Comentario al evangelio del Miércoles 27 de Noviembre del 2013
Queridos hermanos:
La historia de la Iglesia ha sido un desfile interminable de mártires, desde los apóstoles hasta los
aproximadamente treinta misioneros que son asesinados cada año, o los fieles coptos o caldeos que
perecen en ataques terroristas cuando están celebrando el culto. Somos la prolongación del gran Mártir
y eso tiene que notarse. Una “malaventuranza” transmitida por Lucas dice: “Hay de vosotros cuando
todo el mundo hable bien de vosotros; así hacían sus padres con los pseudoprofetas” (Lc 6,25). Por el
contrario, una existencia en plena coherencia con la fe suele “hacer pupa”; “acechemos al justo
–dijeron los impíos-, que nos fastidia… se enfrenta a nuestro modo de obrar… es un reproche a nuestros
criterios y sólo verle nos da grima” (Sab 2,12-14). Cuando a nadie resultemos “molestos”, conviene
que nos preguntemos quiénes estamos siendo. En actitud de admiración hacia una serie de mártires
judíos, dice la Carta a los Hebreos: “el mundo no se los merecía” (11,38).
Hace ahora mes y medio eran beatificados en Tarragona 522 mártires de la feroz persecución que tuvo
lugar en la España de los años 30. Se han hecho muchos intentos, unos más correctos que otros, de
“explicar” racionalmente aquellos lamentables sucesos, de verlos como consecuencia “normal” de
incomprensiones e intransigencias ya inveteradas, en una y otra dirección; los historiadores tienen aún
mucha tarea en ese campo. Lo que nadie encuentra tan “normal”, lo que impresiona a todo el que mire
con ojos limpios, es la entereza de aquella multitud, a la que se adecua perfectamente la afirmación de
Apocalipsis 12,11 “no amaron tanto su vida que temieran la muerte”.
El evangelista Lucas, al transmitir esos sombríos presagios de Jesús sobre el futuro de sus discípulos,
no deja pasar la ocasión de exhortar a la acción evangelizadora: para el discípulo entusiasta, el juicio
será una oportunidad para dar testimonio. De paso, recuerda a sus lectores la presencia de Jesús en
medio de los suyos (él les inspirará la palabra oportuna) y la providencia amorosa del Padre (que mira
hasta por el último de sus cabellos). Por un lado, el discípulo que es juzgado por haber vivido de
acuerdo con su fe no necesita grandes autoapologías; su vida misma, aquello por lo que es perseguido,
debiera ser su más elocuente, irrefutable defensa. Por otro, Dios se cuida de sus hijos, en cuyos brazos
paternales descansan tranquilos.
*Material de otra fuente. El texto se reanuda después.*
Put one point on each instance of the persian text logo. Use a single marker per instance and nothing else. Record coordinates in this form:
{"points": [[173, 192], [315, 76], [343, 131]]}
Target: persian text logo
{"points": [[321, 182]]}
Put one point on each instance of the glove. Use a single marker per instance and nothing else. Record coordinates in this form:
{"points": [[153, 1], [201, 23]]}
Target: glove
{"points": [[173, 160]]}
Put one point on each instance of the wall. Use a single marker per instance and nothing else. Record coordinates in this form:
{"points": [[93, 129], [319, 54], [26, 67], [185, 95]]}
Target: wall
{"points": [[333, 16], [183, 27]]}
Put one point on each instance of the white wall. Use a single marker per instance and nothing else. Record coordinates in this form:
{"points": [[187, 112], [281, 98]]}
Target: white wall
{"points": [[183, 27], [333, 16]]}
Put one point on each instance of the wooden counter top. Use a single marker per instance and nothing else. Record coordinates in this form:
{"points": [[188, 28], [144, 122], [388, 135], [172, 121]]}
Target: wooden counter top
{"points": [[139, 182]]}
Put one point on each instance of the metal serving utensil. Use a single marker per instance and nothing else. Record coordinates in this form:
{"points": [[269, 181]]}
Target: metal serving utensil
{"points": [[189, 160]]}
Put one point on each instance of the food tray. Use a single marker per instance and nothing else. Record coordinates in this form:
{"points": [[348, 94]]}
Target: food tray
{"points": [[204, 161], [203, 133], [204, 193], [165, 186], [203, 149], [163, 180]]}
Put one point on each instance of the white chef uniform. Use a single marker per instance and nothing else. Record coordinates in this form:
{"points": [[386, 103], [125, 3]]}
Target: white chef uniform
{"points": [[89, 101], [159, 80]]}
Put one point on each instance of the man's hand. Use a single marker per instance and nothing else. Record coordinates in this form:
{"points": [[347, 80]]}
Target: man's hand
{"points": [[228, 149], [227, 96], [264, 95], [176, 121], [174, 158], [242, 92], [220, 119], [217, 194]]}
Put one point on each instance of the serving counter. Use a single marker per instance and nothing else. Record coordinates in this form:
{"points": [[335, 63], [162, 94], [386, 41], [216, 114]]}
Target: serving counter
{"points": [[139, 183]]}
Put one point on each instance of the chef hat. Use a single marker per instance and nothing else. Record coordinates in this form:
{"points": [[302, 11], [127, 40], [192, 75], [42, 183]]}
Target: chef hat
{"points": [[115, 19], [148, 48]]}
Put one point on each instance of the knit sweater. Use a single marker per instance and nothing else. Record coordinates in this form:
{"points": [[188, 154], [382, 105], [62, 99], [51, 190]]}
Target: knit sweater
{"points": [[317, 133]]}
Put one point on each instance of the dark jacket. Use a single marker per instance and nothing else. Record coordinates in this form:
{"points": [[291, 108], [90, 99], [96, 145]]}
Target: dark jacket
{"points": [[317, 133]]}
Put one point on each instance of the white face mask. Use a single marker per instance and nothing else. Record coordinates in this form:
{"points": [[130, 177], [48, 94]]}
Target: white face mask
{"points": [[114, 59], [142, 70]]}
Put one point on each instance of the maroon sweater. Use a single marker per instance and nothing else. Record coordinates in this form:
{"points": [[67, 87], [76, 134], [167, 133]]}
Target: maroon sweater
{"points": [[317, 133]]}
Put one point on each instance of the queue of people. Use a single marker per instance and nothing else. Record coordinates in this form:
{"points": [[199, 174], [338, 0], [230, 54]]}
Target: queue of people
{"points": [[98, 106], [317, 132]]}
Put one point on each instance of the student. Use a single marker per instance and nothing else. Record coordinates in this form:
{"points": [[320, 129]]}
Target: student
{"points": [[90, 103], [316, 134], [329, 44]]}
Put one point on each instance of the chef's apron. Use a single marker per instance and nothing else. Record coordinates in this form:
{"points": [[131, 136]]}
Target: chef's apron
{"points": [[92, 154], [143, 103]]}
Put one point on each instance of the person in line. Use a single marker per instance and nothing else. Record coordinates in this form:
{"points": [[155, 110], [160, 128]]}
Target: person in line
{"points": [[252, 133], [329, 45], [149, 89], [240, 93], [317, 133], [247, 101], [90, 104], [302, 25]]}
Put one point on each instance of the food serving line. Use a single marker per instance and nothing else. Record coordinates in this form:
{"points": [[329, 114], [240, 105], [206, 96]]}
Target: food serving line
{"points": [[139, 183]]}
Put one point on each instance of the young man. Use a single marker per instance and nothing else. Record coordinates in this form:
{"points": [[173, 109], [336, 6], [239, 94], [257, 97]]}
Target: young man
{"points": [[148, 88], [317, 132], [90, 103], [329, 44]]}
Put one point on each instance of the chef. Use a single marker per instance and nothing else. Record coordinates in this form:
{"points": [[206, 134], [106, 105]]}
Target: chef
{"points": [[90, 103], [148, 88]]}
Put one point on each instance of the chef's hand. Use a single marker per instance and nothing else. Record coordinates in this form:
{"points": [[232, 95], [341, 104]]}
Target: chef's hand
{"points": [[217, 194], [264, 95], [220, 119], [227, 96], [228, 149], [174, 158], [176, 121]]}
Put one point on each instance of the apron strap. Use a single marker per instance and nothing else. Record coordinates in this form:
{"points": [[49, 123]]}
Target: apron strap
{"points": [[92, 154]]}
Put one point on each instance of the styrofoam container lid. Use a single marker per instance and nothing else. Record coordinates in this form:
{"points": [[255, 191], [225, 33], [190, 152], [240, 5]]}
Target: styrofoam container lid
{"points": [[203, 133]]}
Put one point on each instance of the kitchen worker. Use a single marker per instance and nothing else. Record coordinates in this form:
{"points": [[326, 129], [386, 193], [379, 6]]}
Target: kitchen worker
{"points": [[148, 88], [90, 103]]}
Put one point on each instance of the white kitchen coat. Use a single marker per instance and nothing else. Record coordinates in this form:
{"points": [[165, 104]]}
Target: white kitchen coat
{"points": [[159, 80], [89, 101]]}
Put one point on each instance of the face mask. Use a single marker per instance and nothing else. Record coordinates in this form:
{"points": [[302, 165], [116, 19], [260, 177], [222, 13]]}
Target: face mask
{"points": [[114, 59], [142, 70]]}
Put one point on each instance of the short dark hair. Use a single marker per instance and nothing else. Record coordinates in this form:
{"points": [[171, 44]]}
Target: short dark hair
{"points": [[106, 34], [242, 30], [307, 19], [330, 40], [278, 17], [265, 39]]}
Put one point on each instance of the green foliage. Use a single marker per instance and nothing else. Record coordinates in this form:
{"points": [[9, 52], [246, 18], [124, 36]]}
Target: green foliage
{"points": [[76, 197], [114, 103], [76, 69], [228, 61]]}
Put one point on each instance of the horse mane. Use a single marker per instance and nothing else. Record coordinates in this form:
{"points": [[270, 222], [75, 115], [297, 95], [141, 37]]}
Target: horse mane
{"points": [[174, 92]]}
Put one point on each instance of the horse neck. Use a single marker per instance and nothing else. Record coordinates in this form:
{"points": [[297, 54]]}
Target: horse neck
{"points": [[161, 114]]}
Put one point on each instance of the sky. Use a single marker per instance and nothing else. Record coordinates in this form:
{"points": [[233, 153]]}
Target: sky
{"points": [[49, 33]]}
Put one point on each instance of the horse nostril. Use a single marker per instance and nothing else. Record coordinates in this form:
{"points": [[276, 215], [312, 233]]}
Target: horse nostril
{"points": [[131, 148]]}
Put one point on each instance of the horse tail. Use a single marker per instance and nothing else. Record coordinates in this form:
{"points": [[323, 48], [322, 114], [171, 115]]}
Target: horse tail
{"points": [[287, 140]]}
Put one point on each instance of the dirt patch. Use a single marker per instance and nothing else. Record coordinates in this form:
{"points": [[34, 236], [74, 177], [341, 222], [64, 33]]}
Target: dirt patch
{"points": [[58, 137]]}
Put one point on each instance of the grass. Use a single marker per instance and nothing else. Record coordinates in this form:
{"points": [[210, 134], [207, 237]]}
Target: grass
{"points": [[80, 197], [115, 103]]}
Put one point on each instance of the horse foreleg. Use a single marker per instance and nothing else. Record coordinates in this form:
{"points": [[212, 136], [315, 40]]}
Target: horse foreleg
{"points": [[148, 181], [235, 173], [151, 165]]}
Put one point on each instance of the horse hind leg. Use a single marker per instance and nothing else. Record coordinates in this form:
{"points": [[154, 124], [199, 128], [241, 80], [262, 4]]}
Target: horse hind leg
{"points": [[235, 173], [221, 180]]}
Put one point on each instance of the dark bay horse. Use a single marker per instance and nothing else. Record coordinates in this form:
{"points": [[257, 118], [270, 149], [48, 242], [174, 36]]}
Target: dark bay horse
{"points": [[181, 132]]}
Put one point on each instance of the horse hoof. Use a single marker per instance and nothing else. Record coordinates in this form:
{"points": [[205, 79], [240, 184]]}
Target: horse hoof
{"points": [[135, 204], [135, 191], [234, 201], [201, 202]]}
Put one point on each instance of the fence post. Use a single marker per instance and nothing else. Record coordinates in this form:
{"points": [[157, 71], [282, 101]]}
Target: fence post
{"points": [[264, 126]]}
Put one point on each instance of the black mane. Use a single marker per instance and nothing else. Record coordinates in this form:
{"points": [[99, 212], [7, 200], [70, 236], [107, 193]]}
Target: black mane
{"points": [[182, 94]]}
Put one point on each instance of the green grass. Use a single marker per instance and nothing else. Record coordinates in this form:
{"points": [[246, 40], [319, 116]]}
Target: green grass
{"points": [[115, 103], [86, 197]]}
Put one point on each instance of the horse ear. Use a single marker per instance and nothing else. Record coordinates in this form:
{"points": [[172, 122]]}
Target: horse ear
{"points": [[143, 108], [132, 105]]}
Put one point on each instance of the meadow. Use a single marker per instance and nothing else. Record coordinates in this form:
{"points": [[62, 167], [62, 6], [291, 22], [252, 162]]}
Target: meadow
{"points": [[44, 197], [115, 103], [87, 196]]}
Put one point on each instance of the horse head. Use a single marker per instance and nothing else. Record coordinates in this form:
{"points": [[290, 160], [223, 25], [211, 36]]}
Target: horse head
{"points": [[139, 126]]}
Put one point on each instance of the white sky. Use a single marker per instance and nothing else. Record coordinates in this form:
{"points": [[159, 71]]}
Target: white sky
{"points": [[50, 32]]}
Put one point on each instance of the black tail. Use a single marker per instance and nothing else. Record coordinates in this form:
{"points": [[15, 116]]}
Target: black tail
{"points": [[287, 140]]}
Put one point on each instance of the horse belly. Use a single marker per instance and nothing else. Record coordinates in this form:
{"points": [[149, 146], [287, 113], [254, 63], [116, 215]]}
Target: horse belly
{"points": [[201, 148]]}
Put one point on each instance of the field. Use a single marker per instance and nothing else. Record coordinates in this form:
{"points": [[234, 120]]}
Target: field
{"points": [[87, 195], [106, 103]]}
Ya previamente había advertido: “no temáis a los que matan el cuerpo
pero no pueden hacer nada más” (Lc 12,4). Y no es que el evangelista sea un neoplatónico
despreciador de la materia, del cuerpo de carne; él cree en la creación y la resurrección. Lo que le
importa es recordarnos que nuestra más íntima identidad personal la tiene Dios en sus manos. Mientras
él “nos piensa” y “nos nombra”, sostiene nuestra existencia.